The Standard & Poor's 500 index rose to a new high for a second day and the Nasdaq composite index broke a year-old record. The Dow Jones industrial average stumbled amid declines in J.P. Morgan & Co., Disney and AT&T; Corp.
"We are seeing what I would consider to be, under normal circumstances, extraordinary strength in bond and stock markets," especially at a time when the dollar has fallen to post-World War II lows against the German mark and Japanese yen, said Alfred Kugel, chief investment strategist at $25-billion Stein Roe & Farnham in Chicago.
"It may be that some of the Japanese and Western Europeans are reluctant to put money into our markets, but the fact is that money is coming into the [stock] market from Americans pulling money out of Asia and Latin America," Mr.

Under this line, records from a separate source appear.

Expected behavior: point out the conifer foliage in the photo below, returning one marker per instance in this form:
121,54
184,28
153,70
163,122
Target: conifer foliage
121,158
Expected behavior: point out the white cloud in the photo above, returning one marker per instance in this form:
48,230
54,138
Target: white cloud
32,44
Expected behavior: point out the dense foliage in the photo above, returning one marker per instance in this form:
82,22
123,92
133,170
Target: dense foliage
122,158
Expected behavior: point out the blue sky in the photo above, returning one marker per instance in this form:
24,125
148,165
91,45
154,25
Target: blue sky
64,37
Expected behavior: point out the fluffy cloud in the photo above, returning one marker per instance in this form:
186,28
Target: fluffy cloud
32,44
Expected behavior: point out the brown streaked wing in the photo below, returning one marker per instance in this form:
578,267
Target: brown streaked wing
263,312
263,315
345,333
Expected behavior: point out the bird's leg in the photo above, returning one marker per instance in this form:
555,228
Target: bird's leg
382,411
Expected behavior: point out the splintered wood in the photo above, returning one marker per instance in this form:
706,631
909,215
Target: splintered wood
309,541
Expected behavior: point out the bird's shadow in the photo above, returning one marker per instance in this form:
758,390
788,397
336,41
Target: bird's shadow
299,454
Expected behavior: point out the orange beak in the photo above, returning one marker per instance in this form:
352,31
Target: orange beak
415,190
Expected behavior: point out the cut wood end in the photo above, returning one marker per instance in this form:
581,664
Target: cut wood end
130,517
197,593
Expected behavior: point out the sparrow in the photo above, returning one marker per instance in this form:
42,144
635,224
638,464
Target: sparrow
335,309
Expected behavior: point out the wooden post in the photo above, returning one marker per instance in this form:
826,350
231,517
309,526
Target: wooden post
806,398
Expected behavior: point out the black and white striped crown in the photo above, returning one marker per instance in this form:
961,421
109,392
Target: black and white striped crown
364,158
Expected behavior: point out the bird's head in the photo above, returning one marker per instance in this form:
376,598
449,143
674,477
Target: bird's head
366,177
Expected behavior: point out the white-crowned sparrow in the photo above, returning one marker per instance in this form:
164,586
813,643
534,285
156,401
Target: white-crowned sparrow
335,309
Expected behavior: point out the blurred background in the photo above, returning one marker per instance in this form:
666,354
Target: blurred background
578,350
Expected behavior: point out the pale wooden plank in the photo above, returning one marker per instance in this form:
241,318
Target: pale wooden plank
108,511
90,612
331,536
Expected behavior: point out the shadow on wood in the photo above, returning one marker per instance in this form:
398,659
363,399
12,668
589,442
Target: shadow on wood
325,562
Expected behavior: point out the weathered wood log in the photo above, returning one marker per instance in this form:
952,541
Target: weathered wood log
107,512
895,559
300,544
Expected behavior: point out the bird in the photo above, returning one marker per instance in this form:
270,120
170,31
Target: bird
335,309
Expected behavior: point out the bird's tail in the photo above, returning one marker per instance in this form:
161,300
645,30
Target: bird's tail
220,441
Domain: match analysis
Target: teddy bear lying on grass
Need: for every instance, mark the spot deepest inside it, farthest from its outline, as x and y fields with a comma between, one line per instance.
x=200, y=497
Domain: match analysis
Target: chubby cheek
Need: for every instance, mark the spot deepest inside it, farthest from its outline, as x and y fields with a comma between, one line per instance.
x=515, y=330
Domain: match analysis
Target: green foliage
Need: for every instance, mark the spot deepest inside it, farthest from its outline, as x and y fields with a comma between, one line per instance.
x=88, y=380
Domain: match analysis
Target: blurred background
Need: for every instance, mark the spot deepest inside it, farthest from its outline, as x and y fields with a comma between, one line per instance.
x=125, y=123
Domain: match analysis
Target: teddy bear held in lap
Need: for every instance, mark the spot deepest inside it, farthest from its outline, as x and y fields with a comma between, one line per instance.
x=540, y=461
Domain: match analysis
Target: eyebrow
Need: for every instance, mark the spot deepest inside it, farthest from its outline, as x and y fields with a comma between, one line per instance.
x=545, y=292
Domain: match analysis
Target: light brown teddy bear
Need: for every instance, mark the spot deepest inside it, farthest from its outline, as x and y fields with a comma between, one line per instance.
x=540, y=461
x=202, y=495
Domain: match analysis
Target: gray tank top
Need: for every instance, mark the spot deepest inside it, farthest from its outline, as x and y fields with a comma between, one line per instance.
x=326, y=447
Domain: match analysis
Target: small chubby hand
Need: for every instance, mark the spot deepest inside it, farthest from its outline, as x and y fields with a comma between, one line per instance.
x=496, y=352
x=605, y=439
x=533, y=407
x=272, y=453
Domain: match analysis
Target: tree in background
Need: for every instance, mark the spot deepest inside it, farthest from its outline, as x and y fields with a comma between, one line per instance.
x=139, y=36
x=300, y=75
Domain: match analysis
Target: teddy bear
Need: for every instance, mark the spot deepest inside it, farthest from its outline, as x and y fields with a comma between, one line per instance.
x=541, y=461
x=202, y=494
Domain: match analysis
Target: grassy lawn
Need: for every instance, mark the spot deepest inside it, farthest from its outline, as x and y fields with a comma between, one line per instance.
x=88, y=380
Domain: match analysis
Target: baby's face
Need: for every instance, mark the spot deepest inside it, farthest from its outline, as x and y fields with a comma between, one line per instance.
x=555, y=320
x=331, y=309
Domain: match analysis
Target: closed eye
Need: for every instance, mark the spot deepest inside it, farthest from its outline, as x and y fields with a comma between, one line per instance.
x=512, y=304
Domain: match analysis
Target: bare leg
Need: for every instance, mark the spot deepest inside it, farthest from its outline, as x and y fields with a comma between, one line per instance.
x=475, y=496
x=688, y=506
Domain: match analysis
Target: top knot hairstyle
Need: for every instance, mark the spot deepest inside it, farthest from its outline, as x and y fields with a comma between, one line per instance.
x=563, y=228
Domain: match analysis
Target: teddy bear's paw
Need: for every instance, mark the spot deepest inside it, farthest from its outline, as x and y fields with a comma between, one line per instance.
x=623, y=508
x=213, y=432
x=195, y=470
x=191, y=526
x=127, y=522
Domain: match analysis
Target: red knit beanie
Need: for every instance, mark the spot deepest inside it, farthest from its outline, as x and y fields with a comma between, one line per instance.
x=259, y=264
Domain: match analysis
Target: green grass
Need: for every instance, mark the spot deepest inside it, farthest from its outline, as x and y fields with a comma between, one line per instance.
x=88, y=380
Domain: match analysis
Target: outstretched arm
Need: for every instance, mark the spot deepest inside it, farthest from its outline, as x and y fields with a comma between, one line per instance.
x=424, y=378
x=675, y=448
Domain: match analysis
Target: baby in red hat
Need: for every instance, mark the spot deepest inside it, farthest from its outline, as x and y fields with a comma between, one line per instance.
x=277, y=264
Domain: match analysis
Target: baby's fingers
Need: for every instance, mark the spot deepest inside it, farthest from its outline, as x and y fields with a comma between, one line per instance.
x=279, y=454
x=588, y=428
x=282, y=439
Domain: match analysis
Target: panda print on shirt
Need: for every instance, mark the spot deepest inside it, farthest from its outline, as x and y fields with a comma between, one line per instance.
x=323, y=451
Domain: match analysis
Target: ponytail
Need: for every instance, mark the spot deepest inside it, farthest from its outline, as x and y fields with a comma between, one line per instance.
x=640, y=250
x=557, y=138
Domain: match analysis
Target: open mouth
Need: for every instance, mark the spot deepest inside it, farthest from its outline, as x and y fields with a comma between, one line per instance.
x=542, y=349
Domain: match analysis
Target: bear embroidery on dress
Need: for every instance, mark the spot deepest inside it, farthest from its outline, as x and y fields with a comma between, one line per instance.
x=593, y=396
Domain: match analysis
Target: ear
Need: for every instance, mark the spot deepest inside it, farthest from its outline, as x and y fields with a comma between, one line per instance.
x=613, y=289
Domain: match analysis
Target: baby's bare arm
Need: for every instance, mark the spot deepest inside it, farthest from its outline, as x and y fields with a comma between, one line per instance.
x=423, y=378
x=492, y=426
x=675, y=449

Kugel said.
The Dow Jones industrial average, which surged 1.31 percent to a record 4,035.61 Friday, fell 10.38, to 4,025.23 even as yields on 30-year Treasury bonds dropped to 7.45 percent, from 7.46 percent Friday.

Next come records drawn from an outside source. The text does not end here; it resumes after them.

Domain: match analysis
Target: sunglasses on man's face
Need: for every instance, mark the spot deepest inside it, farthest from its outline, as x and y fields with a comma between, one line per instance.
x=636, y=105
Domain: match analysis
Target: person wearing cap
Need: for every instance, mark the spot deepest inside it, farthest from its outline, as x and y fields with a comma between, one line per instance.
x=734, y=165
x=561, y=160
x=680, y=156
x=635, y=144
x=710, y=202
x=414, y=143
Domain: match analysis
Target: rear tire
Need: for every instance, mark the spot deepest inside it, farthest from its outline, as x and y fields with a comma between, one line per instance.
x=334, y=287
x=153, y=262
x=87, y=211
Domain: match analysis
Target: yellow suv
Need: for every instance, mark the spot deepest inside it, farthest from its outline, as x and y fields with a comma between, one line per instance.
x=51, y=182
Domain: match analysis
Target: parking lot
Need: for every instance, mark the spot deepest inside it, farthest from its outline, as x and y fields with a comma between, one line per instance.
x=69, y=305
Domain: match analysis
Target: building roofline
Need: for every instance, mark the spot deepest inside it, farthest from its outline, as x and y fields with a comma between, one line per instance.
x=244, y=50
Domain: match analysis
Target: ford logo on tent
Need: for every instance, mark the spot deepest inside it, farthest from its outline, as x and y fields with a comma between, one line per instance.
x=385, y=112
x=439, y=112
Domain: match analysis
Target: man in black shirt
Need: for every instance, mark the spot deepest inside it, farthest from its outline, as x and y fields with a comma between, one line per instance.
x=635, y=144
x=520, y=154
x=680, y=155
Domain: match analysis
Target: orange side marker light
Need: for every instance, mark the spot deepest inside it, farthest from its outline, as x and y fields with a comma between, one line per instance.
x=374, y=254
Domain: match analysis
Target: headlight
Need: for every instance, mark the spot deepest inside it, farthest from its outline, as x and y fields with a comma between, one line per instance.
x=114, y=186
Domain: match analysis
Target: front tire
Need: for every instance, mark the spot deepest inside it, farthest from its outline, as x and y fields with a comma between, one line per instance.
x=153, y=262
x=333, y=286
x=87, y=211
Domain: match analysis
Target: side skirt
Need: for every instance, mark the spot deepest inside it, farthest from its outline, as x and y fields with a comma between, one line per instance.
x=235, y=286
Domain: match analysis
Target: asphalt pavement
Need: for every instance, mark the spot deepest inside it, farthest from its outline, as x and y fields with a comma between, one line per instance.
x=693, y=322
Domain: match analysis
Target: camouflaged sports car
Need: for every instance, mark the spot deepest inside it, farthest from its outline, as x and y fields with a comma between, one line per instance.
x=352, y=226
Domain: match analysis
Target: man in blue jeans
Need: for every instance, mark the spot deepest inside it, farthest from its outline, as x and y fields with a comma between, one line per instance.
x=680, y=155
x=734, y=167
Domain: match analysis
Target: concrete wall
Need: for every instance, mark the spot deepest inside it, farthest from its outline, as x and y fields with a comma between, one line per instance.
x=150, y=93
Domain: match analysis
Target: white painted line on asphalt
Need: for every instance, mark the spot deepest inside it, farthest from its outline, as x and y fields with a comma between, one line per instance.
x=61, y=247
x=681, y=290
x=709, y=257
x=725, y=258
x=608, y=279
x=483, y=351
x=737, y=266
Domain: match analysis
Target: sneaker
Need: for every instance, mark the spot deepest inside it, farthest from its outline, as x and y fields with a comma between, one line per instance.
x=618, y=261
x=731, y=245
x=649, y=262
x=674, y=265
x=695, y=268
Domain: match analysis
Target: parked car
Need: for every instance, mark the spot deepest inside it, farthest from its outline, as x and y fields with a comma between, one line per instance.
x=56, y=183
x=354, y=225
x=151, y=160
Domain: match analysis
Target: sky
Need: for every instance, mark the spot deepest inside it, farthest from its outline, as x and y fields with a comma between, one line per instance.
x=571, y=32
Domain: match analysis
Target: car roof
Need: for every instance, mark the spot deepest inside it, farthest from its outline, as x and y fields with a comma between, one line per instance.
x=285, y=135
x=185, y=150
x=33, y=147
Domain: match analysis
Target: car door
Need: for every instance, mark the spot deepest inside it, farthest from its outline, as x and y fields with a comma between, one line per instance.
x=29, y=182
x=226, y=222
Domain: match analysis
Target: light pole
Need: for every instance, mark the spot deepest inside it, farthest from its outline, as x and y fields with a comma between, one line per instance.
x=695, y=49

The S&P; 500 added 0.48, to 490.05, up from Friday's record of 489.57. Stronger drug, semiconductor, auto, food and gold companies overshadowed falling telephone, bank, oil, entertainment and paper issues.
The Nasdaq composite index reached a session high of 804.62, eclipsing a record that had stood since March 18, 1994, before closing at 802.31, up 0.09 and shy of the record close of 803.93. Intel Corp., Microsoft Corp., LDDS Communications Inc., Oracle Systems Corp. and Nextel Communications Inc. gained.
The Russell 2000 index of small stocks added 0.17, to 256.18.
Almost 11 common stocks dropped for every 10 that rose on the New York Stock Exchange, where volume declined to 275 million shares from Friday's 382.94 million.
Investors expressed optimism that corporate earnings will continue to grow this year and that the Federal Reserve Board may hold off on further interest rate increases, at least in the next couple of weeks.
Because growth is apparently slowing and inflation "isn't perking up," the Federal Reserve is probably close to finished raising rates, said Mr. Kugel of Stein Row & Farnham. "There's nothing to come out on our economy to disabuse people that we are making this 'soft landing.' "
Bankers Trust New York Corp. triggered a slide in bank stocks by saying after the market closed Friday that it will lose as much as $125 million in the first quarter because of losses in Latin American trading and lower derivatives sales.
Bankers Trust shares slumped $9.875, or 16 percent, to $51.375, the lowest in almost three years, and J.P. Morgan & Co. dropped $2.25, to $61.
First Interstate Bancorp. slid $1.50, to $78.25; Chase Manhattan Corp. declined 75 cents to $35; Citicorp dropped 25 cents, to $41.625; BankAmerica Corp. eased 12.5 cents, to $47.25; and First Chicago Corp. fell 62.5 cents, to $48.25.
Disney shares dropped $1.625, to $54.50. The head of the entertainment company's television division resigned Friday, fracturing a management team once known for its steadiness.
Losses in the Dow industrials were curbed by a rally in International Business Machines Corp., which rose $1, to $82.125, its highest since September 1992. Smith Barney Inc. lifted its 1995 earnings estimate for IBM to $7.75 a share from $7.25, mirroring a similar move by Salomon Bros. 10 days ago.
Gold stocks advanced as bullion prices rose.